Playing with Midjourney - art for non-artists


I hated art class at school. I could see so clearly in my head what I wanted my drawing to look like - but my hands just wouldn't obey me. Despite endless tutoring from sympathetic teachers, I left school with an unhealthy distaste for creating my own art. I simply didn't have the physical skills, knowledge of technique, or the temperament to continue.

These days, I enjoy playing with algorithmic art where I am more comfortable controlling the input and output.

A few weeks ago, I went to a "PromptJam" at London's Newspeak House. Think of it like an informal hackathon with people playing with various AI tools to create... something.

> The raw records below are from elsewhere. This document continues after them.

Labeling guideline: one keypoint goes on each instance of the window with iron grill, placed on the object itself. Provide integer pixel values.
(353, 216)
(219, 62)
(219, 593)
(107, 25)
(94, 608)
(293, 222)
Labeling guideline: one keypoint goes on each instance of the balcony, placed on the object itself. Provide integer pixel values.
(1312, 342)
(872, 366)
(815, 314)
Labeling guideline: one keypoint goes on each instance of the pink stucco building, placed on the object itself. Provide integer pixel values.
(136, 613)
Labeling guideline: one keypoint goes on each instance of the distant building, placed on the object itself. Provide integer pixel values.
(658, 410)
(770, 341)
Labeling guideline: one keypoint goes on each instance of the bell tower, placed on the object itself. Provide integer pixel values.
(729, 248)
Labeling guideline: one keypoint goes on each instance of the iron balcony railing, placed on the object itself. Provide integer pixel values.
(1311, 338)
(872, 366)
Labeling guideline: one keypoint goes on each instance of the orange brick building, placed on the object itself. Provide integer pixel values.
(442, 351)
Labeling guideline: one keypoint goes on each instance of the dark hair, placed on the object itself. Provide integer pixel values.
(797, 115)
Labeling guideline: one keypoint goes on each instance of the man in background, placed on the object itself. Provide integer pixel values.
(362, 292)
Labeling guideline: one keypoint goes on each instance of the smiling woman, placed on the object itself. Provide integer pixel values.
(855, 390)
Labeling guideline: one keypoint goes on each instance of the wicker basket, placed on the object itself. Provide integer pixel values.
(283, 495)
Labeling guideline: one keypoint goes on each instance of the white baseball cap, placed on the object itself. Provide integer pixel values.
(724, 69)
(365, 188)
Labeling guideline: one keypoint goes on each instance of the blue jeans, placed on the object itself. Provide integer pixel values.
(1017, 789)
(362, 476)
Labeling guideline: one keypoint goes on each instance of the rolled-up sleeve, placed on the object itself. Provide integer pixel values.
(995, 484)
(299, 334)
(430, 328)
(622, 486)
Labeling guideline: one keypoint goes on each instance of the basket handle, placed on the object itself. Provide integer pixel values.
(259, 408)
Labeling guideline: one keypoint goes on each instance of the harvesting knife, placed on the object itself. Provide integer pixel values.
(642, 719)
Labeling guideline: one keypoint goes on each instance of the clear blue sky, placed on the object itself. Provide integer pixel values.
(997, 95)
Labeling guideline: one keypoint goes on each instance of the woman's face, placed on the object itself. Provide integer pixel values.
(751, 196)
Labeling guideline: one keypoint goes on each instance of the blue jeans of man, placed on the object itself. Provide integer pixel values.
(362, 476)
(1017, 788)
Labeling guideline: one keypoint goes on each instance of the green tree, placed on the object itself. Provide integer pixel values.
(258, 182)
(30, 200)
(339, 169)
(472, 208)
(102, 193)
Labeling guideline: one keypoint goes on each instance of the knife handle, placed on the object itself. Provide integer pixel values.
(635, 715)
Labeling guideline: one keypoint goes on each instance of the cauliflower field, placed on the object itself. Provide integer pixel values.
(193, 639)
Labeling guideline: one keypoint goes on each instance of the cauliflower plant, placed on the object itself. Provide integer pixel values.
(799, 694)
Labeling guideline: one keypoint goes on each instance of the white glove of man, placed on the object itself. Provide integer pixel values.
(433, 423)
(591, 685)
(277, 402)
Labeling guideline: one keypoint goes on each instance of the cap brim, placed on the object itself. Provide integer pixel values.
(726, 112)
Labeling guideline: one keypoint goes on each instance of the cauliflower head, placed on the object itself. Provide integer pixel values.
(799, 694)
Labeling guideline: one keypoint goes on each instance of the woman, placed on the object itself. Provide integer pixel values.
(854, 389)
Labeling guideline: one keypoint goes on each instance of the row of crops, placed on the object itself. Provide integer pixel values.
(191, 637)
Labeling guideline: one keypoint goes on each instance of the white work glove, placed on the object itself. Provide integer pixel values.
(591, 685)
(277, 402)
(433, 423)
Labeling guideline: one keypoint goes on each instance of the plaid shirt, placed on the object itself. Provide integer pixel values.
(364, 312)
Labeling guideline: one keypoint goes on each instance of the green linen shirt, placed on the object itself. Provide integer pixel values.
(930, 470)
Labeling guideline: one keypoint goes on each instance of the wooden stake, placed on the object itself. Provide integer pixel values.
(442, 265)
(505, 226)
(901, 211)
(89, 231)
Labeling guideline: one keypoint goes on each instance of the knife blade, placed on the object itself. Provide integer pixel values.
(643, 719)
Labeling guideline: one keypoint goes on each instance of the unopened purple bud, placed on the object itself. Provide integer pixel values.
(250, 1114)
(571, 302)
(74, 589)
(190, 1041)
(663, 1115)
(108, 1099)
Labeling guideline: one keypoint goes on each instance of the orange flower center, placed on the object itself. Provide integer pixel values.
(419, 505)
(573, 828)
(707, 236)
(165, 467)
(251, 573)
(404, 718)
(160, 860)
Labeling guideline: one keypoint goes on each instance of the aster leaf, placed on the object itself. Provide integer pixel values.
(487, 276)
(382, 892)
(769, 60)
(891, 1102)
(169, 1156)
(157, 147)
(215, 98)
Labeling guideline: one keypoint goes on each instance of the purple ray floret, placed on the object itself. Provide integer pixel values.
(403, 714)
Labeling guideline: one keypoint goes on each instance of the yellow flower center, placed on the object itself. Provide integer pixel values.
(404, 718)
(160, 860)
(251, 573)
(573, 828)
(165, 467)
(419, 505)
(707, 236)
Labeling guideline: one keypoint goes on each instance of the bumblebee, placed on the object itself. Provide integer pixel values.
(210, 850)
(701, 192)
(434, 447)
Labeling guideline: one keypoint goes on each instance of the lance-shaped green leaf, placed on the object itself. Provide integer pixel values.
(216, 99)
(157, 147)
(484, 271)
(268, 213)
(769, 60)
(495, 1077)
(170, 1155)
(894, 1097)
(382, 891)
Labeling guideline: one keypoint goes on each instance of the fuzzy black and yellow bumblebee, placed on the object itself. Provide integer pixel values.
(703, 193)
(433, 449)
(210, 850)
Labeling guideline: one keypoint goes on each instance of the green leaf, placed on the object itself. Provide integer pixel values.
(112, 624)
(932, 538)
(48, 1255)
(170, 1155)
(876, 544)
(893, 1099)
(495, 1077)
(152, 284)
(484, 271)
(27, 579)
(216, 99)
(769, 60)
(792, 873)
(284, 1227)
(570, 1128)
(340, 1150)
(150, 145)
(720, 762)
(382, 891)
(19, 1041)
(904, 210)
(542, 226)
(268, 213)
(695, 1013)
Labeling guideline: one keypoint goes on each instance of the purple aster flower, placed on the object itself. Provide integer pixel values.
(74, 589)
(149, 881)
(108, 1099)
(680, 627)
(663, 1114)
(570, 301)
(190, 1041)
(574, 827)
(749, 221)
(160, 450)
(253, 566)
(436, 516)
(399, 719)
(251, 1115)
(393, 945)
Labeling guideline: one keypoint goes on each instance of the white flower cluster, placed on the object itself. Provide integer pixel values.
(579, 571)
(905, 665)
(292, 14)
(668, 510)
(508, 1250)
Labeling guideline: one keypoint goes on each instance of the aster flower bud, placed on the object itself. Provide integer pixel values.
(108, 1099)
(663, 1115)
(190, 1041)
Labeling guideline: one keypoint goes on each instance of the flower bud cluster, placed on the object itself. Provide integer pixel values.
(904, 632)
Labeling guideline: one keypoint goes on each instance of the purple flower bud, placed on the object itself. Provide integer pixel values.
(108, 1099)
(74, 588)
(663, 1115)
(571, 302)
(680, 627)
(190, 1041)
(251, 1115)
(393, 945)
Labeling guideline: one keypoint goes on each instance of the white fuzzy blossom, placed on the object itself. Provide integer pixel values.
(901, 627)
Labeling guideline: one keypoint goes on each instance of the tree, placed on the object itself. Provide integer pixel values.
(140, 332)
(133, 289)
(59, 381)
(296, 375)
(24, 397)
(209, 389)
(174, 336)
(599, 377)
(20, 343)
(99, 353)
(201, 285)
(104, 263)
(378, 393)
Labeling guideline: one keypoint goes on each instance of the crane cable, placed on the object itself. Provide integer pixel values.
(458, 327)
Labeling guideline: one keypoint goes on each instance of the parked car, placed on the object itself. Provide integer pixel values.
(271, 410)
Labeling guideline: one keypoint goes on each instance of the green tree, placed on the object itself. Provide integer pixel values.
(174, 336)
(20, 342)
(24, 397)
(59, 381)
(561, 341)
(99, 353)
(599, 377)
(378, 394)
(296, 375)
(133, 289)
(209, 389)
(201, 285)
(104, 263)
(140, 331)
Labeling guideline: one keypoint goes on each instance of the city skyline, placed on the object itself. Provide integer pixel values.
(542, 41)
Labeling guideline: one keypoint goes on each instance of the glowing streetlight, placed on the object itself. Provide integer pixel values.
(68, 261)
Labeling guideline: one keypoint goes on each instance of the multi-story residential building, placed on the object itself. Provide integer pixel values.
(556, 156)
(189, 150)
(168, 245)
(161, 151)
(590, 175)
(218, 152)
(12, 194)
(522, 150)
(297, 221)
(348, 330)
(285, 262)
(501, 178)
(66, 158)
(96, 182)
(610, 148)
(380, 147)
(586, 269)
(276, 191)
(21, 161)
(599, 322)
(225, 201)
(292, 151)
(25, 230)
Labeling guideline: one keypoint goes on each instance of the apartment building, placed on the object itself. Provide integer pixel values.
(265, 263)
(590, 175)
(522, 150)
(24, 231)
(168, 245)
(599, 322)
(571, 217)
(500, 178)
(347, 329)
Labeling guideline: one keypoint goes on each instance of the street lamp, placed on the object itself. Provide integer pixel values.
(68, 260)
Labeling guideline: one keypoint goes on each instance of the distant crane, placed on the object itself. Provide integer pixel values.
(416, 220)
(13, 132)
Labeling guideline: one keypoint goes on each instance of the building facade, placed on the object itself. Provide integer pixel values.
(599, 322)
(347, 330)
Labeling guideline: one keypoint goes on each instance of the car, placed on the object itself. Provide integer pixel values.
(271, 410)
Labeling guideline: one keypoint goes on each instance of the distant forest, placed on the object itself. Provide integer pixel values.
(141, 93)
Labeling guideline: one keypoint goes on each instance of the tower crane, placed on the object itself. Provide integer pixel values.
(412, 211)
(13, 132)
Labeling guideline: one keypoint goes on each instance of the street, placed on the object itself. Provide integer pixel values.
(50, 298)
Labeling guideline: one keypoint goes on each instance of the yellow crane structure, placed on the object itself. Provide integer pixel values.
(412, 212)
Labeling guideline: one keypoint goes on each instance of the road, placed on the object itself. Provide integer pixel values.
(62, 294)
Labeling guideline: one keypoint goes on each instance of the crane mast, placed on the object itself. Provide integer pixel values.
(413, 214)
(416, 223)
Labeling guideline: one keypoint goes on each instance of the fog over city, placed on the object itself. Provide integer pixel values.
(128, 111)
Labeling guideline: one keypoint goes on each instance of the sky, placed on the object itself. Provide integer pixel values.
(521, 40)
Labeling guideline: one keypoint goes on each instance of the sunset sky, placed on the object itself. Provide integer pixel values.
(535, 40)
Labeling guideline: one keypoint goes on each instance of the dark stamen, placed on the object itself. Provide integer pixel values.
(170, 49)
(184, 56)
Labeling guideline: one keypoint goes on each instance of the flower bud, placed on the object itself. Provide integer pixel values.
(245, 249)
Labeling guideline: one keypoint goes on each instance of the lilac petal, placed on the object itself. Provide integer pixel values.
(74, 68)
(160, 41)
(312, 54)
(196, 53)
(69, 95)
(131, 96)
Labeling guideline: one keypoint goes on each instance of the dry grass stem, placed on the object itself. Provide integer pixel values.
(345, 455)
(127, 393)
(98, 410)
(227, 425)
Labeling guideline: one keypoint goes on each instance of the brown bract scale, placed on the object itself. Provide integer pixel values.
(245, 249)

After chatting to lots of lovely people, I decided to try my hand at "Midjourney". The concept is very simple - give it a prompt like "Oil painting, woman, dark skin, red dress, eating an apple, ornate frame" and, after a few minutes, it will spit out something like:

Four images. Each show a dark skinned woman in a red dress. She is eating an apple. The frame around the painting is ornate.

Umm... What? Excuse me... What is this witchcraft?

One of the marvellous thing is - the more you look, the more oddities you notice. Why does the subject's hair extend beyond the frame? Do those apples look right to you? What on earth is going on with their fingers? Are those eyes pointing in the right direction? Why are they all in the same pose? I didn't say anything about the model's age - why are they all young women?

That's kinda what prompt-jamming is. How do you convince the computer to draw what you want it to draw? How do you get your imagination onto the screen?

(Aside - the Midjourney user interface is dog-shit. It's all Discord-based. So you have a barrage of other people's images scrolling by. There's no instructions on what the buttons do. GAH! Just build a proper website!)

Midjourney is great for a first draft. If, like me, you struggle to give shape to your ideas then it is nothing short of magic. It gets you through the first 90% of the hard work. It's then up to you to refine things.

It's fascinating to see where artistic AIs tend to fail. Here's "William Shakespeare programming a commodore 64, 1980s, magazine cover, 4k, realistic, photograph".
Four generated images.

Amazing! But take a look at the hands! If you squint, those could be old-school computers. Why has it put Shakespeare inside the computer? Why is the text just random squiggles?

Hands and text. Why are they so difficult? You know when you're in a dream and you try to read - and all you see is illegible blobs of ink? That's how Modjourney sees text. Here is a "photo of text, high resolution, Shakespearean, sonnet, poetry":

Four drawings of scrolls. The text is just squiggles.

It's also interesting to see how well it recognises common media properties. Here's "propaganda poster, mickey mouse crushes the workers, museum piece, jagged edges"

Mikey Mouse is distorted on a series of posters.

It gets the cliché of what a Soviet propaganda poster looks like! And then, when you look closer, it breaks down. In fact, you could argue that AI art is merely a cliché generation engine. Give it a prompt like "video game cover art" or "romantic novel cover" and it will conform entirely to your expectations.

As an example, here's a simple prompt "John Lennon staring as an action hero, film poster". Even before the generation started, I had a fair idea of what it would produce.

Four photos of John Lennon staring at the camera. It looks like an action movie poster.

Curiously, Midjourney bans certain words. You can't order it to draw a "nude" artwork. Presumably to stop people creating deepfakes of real people. But throw it a prompt with euphemisms like "rubens, renaissance painting, Aphrodite, full length, diaphanous, oil on canvas, ornate frame" and it'll happily spit out something a bit risqué.

Four semi-nude artworks.

Again, look at the feet! And the hands! Yes, Rubens painted women of roughly that shape - but if he'd done them that badly he'd've been laughed out of the gallery.

There's another curio - take a look at the top left painting. Notice anything in the bottom right corner? Midjourney has seen that lots of photos of oil paintings have a copyright notice in the corner, so has placed some text there.

I like building silly artistic things like "A Collection of Imaginary Software" but I don't have the skill to create illustrations. At the moment things like Midjourney are a starting off point. Or a way to generate placeholders. Or a prompt for a human artist to create something better.

Midjourney lets me quickly be wrong in an interesting direction.